Dear God, if You’ve kindled a fire in my heart, allow me to burn that which should be burned in my house – the House of Israel. And as You’ve given me an all-seeing eye, and an all-hearing ear, give me, as well, the strength to scourge, to caress, to uplift. And grant that these words be not empty phrases but a credo for my life. Toward what am I aiming? Toward all that which is best in the world, and of which there is a spark within me.

I wouldn’t talk about all this with mother. But perhaps even if I said nothing, she would understand. Here I’m among strangers. They don’t know me, don’t understand me. Nor do I know them. I sometimes think I’m lacking in sensitivity and feeling. I don’t love anyone. As a matter of fact, I like everyone and look for the good in people, and if I find it, I like and respect them to a certain extent. But this doesn’t count. I’ve really only loved mother, my brother, grandmother, and the memory of my father.

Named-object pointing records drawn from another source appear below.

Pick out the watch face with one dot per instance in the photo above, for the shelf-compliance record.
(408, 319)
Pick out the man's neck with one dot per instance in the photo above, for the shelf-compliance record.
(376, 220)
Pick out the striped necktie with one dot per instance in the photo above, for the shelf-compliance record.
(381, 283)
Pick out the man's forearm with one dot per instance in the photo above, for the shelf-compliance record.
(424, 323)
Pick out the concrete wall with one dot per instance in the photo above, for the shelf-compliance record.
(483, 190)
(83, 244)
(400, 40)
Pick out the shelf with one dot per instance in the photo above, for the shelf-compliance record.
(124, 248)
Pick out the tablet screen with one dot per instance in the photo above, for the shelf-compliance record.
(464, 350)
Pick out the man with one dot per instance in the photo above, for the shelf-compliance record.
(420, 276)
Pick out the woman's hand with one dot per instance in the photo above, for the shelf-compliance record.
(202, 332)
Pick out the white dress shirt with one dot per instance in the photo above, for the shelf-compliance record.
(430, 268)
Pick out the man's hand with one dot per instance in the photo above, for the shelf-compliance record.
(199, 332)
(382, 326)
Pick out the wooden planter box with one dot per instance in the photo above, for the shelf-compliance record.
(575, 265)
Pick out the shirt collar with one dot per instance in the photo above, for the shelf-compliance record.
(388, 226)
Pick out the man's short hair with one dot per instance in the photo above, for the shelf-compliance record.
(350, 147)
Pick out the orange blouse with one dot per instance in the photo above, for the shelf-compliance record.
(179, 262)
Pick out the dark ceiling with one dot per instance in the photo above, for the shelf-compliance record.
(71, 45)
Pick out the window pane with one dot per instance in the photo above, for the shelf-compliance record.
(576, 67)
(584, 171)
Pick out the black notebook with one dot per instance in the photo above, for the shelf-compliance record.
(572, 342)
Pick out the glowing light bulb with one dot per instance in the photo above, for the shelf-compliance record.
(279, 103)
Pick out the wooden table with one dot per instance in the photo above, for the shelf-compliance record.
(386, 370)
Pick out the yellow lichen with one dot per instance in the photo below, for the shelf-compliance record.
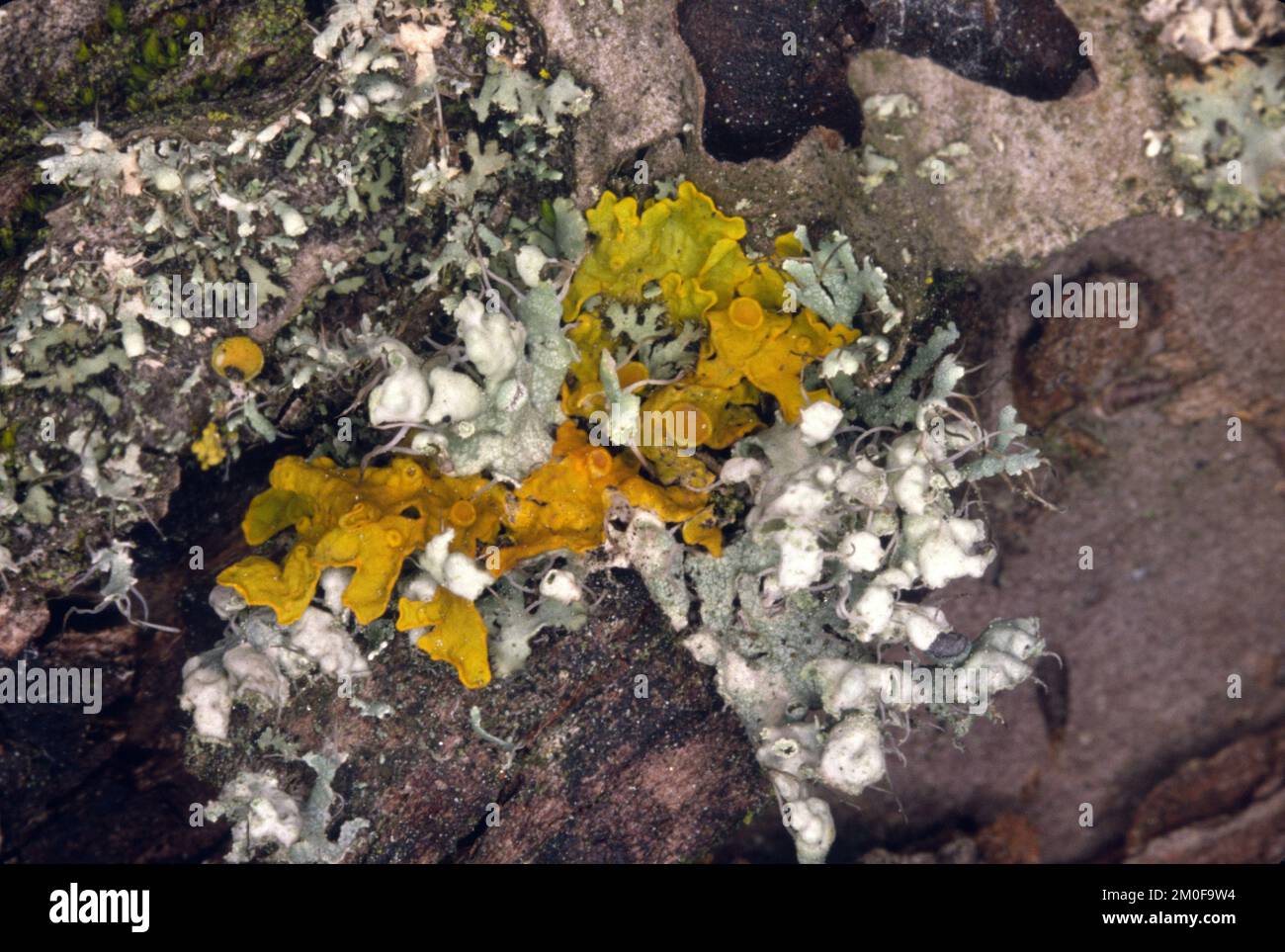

Here I love only the land. But it’s far too big, too vast to return my love – and besides, this is not a living love.

Perhaps subconsciously I love myself – but not the way others love themselves. For other things take precedents on my scale of values – which is why people call me an idealist. I find this ridiculous. Even if I wanted to, I could not be different than I am. I couldn’t possibly live without looking for that which seems right to me, without attempting to make the things that are right attainable. And this is certainly not to my credit. It’s all a part of my nature.

So much for myself. Now what can I say about the world around me – the world that is virtually destroying itself? Or about the tens of thousands of people perishing daily? How shall I grieve for them on the eve of Rosh Hashanah?

About the suffering, the pain, the injustice… what can I say, and to whom? He knows – thus there is nothing for me to say on this solemn evening.

Do I believe in God? I don’t know. For me He is more a symbol and expression of the moral forces in which I believe. Despite everything, I believe the world was created for good and that there is nothing on earth so evil that a ray of light can’t seep through, or a pinch of good can’t be seen.

These are just words. But life will speak for itself; it will justify itself. I know my words are those of one who knows very little about the suffering and evil in the world. My road still lies ahead…

I’m entirely alone, independent, responsible only to myself. Presently that’s what’s good about life.